カンパニュラの額縁とは現在、若者のあいだでひそかに話題になっている写真投稿アプリだ。課題にあわせて写真を撮り、投稿すると、他の登録者が《賛美》をくれる。誰に賛美されたかは記録されず、登録者同士で会話もできない。SNS疲れした若者にとってはそうした簡素なシステムが却って楽なのだという。登録者が人間関係のトラブルに巻きこまれるという危険はなく、それゆえに刑事事件にすることも困難であった。
「課題というのはどのようなものですか」
「いろいろだな、貝殻とか時計とか桜とか。変わった課題だと皮を剥いた檸檬、煙かな。それらの物を取りいれた風景の写真を撮る。別段、気になるところはないが……」
モリアの瞳が陰ったのに気がつき、櫻武はとっさに言葉の端をしぼませる。
「それらはすべて死の寓意です」
「死の寓意だって?」
「バロック時代にあたる十六世紀頃、ヨーロッパ北部では命の空虚と死を表す静物画が多く描かれました。貝殻はうつせみの命を、時計は終わりにむかい進み続ける刻を、皮を剥いた檸檬は外側がどれだけ綺麗でもかみ締めれば苦いばかりの人生を、其々に含蓄しています。額縁の課題はそれらの寓意と一致しているわ。偶然とは思えないほどに」
よどみのない言葉の端々からは聡明さが漂っていた。いや、単純に知識に富んでいるだけならば、櫻武も気圧されたりはしなかっただろう。だが彼女の言葉には実感があった。例えば宗教改革期のフランドルにいて、実際に時勢のなかで移りゆく絵画のあり様をみてきたような。いったい、この娘は何者なのか。気をのまれながらも彼は反論する。

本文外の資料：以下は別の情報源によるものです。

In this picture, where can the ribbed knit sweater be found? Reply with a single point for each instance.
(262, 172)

「だが登録者は死の寓意だと知らずに撮影していたわけだ。影響なんか受けるはずが」
「無意識の影響とは思いの他に強いものです。そうして寓意とは無意識に働きかけるもの。隠されたその意を知るかどうかにはかかわらず。ただでさえ、疫病の影響もあって死を意識しやすい時期ですもの」
「こんな時期、か。だからこそ、自殺を考えるなんて不謹慎だとはおもわないか」
新型感染症が猛威を振るうようになってから、死という言葉が連日報道を騒がせている。病床は重症者で埋めつくされ、入院できないうちに急変し命を落とす患者もいる。

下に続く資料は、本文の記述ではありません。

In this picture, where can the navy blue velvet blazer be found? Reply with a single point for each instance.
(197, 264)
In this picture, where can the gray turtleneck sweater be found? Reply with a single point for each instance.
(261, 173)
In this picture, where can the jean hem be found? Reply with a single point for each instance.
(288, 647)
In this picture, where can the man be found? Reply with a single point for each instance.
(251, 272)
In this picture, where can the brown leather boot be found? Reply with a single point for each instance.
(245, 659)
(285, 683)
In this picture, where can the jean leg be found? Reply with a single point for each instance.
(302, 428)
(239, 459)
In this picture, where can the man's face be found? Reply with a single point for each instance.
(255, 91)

「医療従事者たちが患者をひとりでも死なせまいと働き、患者も懸命に闘っているってのに。健康な奴が死を望むなんて俺には理解できない」
知らず語気が荒くなっていく。
「自殺なんか逃げだ」
モリアは哀愁を帯びた瞳で櫻武を見つめながら、静かに頭を振った。
「ほんとうにそうでしょうか。生に進むのも死にひきかえすのも等しく命の欲動です。善でもなければ、悪でもありません。……悲しいけれど」
「っ……そんなのは」
「悪しきは、死を造る行為ですよ」
訳もなく背筋が凍った。真意は解からないが、本能を刺すような嫌な響きがある。
「死を、造る? 殺人か? もしかして自殺教唆……か?」
「人の潜在意識に侵入し、操っている者がいます。人知の及ばぬ力をつかって」
「いったい、何のことだ」
黄金の鏡を想わせる瞳が清む。
「術といいます」
空想がすぎる言葉に櫻武は毒気を抜かれた。彼女の話を真剣に聴いていたことが急に馬鹿らしくなる。いつのまにか遠ざかっていたあたりの喧騒と風景が意識のなかに戻ってきた。櫻武は相好をゆがめて踵をかえす。
「つきあってられるか。がきの遊びじゃないんだ」
娘は追い掛けてこなかった。されども鈴のような声が後に続く。
「きっと、また、逢うことになりますよ。あなたが死の境界を覗きこむかぎり」
その言葉は彼の背に濡れたはなびらのように貼りつき、暫くは剥がれそうになかった。